Ontario businesses continue to underinvest in productivity-enhancing activities such as research and development (R&D). Business R&D as a percentage of GDP in Ontario has continuously lagged behind the U.S. Between 2001 and 2011, Ontario’s business R&D as a percentage of GDP declined from 1.7% to 1.2%, while the U.S. remained at 1.9%.
Ontario outpaces most other advanced economies in higher education R&D funded by business. Business funding of higher education R&D is a measure of industrial-academic cooperation in R&D and technology transfer. In 2010, Ontario businesses funded 7.6% of the R&D performed by higher education institutions. Ontario’s proportion of business-funded higher education R&D exceeded the OECD average, as well as the U.S. (5.2%) and the U.K. (4.1%).

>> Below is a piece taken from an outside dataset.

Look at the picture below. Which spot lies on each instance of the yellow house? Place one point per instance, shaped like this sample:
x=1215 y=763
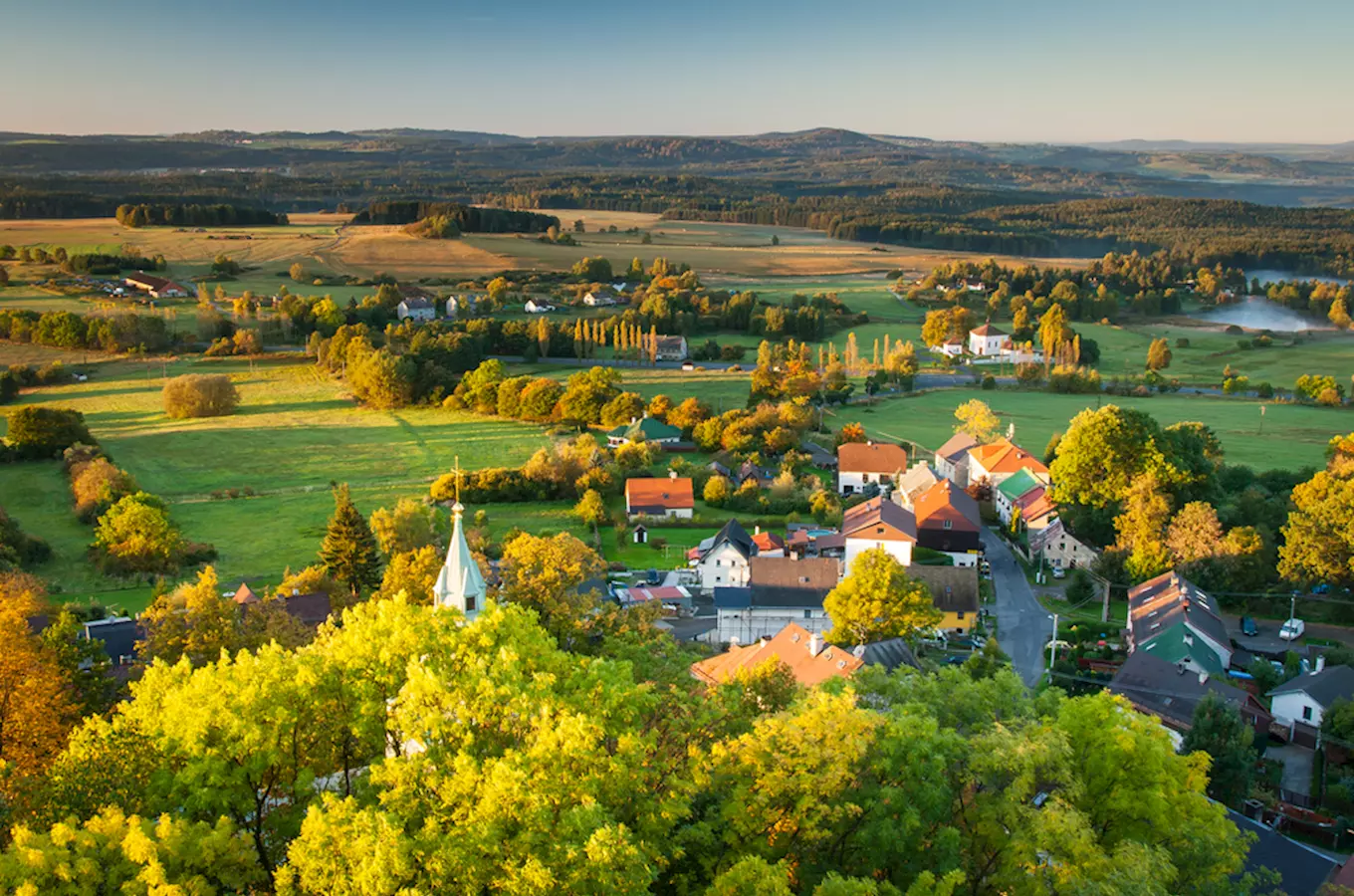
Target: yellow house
x=954 y=593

Among the G7 countries, only Germany (13.9%) had higher education R&D funded by business than Ontario.
This bar chart shows average annual per cent change in Canadian manufacturing productivity growth for 1990–2006. The chart divides firms into Export Entrants, Continuing Exporters and All Continuing Manufacturers. It finds that Canadian manufacturers entering export markets between 1990 and 2006 had annual productivity growth of 2.3%, which is larger than 1.7% for continuing exporters and significantly larger than the 0.3% for all continuing manufacturers.